1990年代には新型車両への置き換えで順次廃車となり、そのうち16両が1990~1993年、富山地鉄に譲渡されて10030形になった。一方、京阪に残った旧3000形は1995年に修繕工事が実施され、この時中間車の3608号(後の8831号)が京阪初の2階建て車に改造された。2008年には2代目の3000系が登場したことから番号の重複を避けるため8000系30番台に改番されたが、老朽化により今年3月末で全車両の運用が終了した。

富山地鉄は北陸新幹線の開業を見据えて鉄道の観光資源化に取り組んでおり、2011年12月に観光列車「アルプスエキスプレス」を導入している。今回、京阪線での運用が終了した8831号を購入し、観光列車の第2弾として2階建て車を導入することにした。

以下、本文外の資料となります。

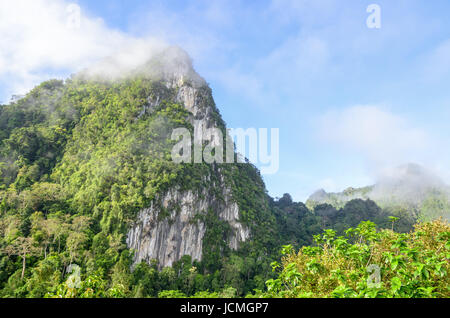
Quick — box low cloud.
[318,105,435,169]
[0,0,156,99]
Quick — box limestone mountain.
[306,163,450,219]
[0,47,274,276]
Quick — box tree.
[3,237,40,279]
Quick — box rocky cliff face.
[127,185,250,268]
[127,48,250,268]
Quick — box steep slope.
[306,164,450,220]
[0,47,275,276]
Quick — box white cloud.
[318,105,435,168]
[0,0,152,98]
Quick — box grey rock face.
[127,48,250,268]
[127,189,250,268]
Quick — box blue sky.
[0,0,450,200]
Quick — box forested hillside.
[0,47,449,297]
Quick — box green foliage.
[259,221,450,298]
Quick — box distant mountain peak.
[75,42,206,87]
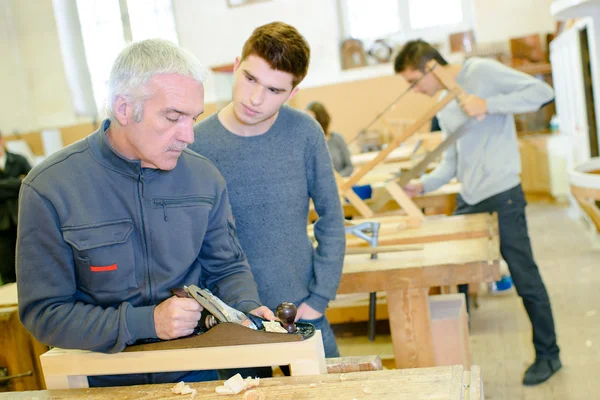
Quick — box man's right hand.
[154,296,202,340]
[403,181,424,197]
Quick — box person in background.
[190,22,346,378]
[0,132,31,284]
[394,40,562,385]
[17,39,275,386]
[306,101,354,177]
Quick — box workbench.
[337,234,500,368]
[0,283,48,392]
[308,182,460,223]
[0,366,483,400]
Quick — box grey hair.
[106,39,207,124]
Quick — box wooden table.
[308,182,460,223]
[0,283,48,392]
[0,366,483,400]
[346,213,498,248]
[338,236,500,368]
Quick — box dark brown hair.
[306,101,331,134]
[394,39,448,74]
[240,22,310,87]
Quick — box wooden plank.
[469,365,484,400]
[41,331,327,389]
[387,289,435,368]
[0,306,48,391]
[385,181,425,221]
[338,237,500,294]
[346,214,498,247]
[326,356,383,374]
[341,91,458,192]
[429,294,471,370]
[0,367,463,400]
[346,245,424,255]
[450,365,465,399]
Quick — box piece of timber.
[346,245,424,255]
[325,356,383,374]
[123,322,302,352]
[340,90,460,192]
[0,366,483,400]
[346,213,498,248]
[40,330,327,389]
[337,236,500,294]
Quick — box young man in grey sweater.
[394,40,561,385]
[190,22,345,377]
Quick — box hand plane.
[124,285,315,351]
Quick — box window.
[72,0,178,115]
[77,0,125,114]
[346,0,400,38]
[339,0,474,47]
[127,0,178,43]
[408,0,463,29]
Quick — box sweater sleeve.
[306,132,346,313]
[479,59,554,114]
[337,135,354,177]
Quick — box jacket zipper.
[138,170,152,304]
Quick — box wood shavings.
[243,389,265,400]
[215,374,262,399]
[263,321,288,333]
[171,381,197,400]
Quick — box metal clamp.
[346,222,381,247]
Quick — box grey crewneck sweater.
[190,106,346,312]
[422,57,554,204]
[327,132,354,177]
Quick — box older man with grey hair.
[17,39,274,386]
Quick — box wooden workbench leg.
[290,331,327,376]
[387,289,435,368]
[44,374,89,389]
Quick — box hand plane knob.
[275,302,298,333]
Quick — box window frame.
[338,0,475,47]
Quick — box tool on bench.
[171,285,315,339]
[125,285,315,351]
[385,118,476,187]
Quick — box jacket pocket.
[152,196,215,221]
[62,218,138,292]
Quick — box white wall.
[173,0,341,102]
[473,0,556,43]
[0,0,77,134]
[0,0,554,133]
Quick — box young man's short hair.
[241,22,310,87]
[394,39,448,74]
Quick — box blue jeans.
[88,370,219,387]
[454,185,559,359]
[217,315,340,380]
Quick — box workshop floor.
[338,203,600,400]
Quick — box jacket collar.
[88,119,158,177]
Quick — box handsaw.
[394,118,478,187]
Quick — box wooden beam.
[40,331,327,389]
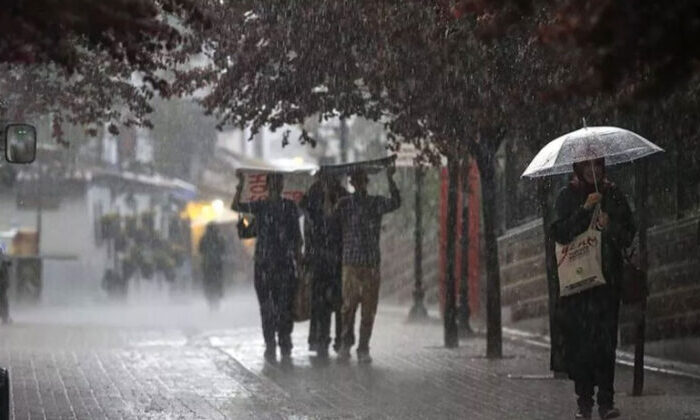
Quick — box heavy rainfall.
[0,0,700,420]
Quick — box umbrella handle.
[591,160,600,192]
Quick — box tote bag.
[556,205,605,296]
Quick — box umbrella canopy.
[321,155,396,175]
[522,127,664,178]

富山地鉄が京阪から以前譲り受けた10030形は富山地鉄独自の塗装を採用しているが、2012年4月には2両編成1本を京阪電鉄時代の塗装に塗り直しており、8831号はこの2両の中間に挟み込む形で連結する。富山地鉄と京阪は2本のレールの幅(軌間)が異なることから、8831号も富山地鉄の軌間に合わせるための台車交換などの改造工事を行い、8月中旬からの運用開始に備える。